É inadmissível e inaceitável que, na democracia portuguesa, tenhamos um deputado como André Ventura e o seu partido, Chega, que, repetidamente, recorrem a discursos de ódio racial, principalmente nas redes sociais. Como cidadã cabo-verdiana e também com nacionalidade portuguesa, residente em Portugal, sinto uma profunda tristeza em saber que vivo num país onde há espaço para um discurso que alimenta o preconceito e a discriminação. Esse tipo de retórica, além de ser um crime contra os valores fundamentais da Constituição da República Portuguesa, representa uma ameaça grave à nossa democracia.

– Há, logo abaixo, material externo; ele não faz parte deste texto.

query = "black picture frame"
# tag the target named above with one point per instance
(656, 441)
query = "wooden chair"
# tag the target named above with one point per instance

A Constituição portuguesa foi construída sobre os princípios da igualdade, da dignidade e do respeito a todos os cidadãos, sem distinção de raça, religião, ou origem. O que assistimos, no entanto, é a uma constante tentativa de dividir a sociedade, de semear a desconfiança entre os cidadãos e de perpetuar preconceitos históricos. O ódio não pode ser tolerado, muito menos quando se disfarça de liberdade de expressão. Porque o ódio, quando vem de uma figura pública eleita, não é apenas uma opinião – é uma agressão moral que afeta diretamente o dia a dia de muitos cidadãos que têm Portugal como sua casa e se veem constantemente desrespeitados e atacados.
Portugal é um país que, historicamente, acolheu povos e culturas diversas, enriquecendo-se com essa diversidade. Eu, como cabo-verdiana e portuguesa, vivo esse valor diariamente. Porém, quando vejo um deputado a desrespeitar a minha identidade e a dos meus semelhantes, sou lembrada de que ainda há um caminho a ser percorrido para que todos os cidadãos sejam verdadeiramente aceites e valorizados, não apenas na teoria, mas na prática.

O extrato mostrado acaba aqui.